Parmjit Randhawa, director of Christchurch-based medicinal cannabis company Greenlab was glad the referendum didn't pass as he didn't think there was enough clinical evidence supporting recreational cannabis. Speaking of research and development into medicinal cannabis he said "Before we start running, we should start walking."

Victoria University associate professor Fiona Hutton said she thought the No campaign advertisements were "based on outdated moralised notions of those who use drugs, influenced by rightwing religious groups from the US". Hutton also thought "the playing field was never level, [and] that absolutely fantastic academics, community groups, organisations and campaigners [...] sought to educate, to inform, to circulate evidence, to give people clear and balanced information, fought to get their voices heard amongst swirling misinformation and misdirection".

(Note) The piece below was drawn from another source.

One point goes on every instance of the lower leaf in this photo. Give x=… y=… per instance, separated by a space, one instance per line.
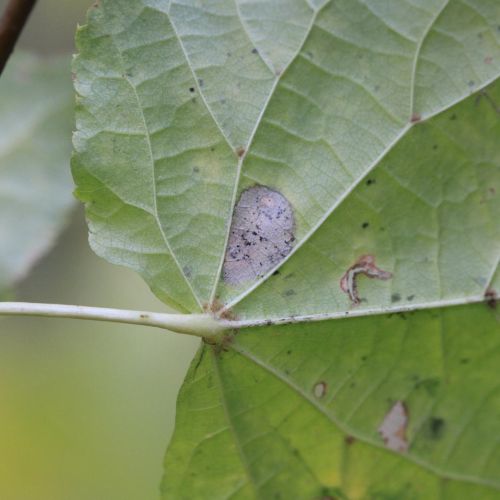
x=312 y=411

NewstalkZB radio broadcaster Mike Hosking spoke about research showing the media bias in favour of the Yes campaigners, saying "36 percent of all headlines promoted yes, 18 percent were for no. In other words, twice as much of what you saw was for one camp." Similarly figures on the number of reported quotes from advocates showed "the yes position was quoted twice as often as no". He said "worst offenders were The Spinoff, Stuff, Newshub, the Herald, TVNZ, and Radio New Zealand" and that he thought TVNZ & RNZ had "a statutory obligation to be fair and balanced".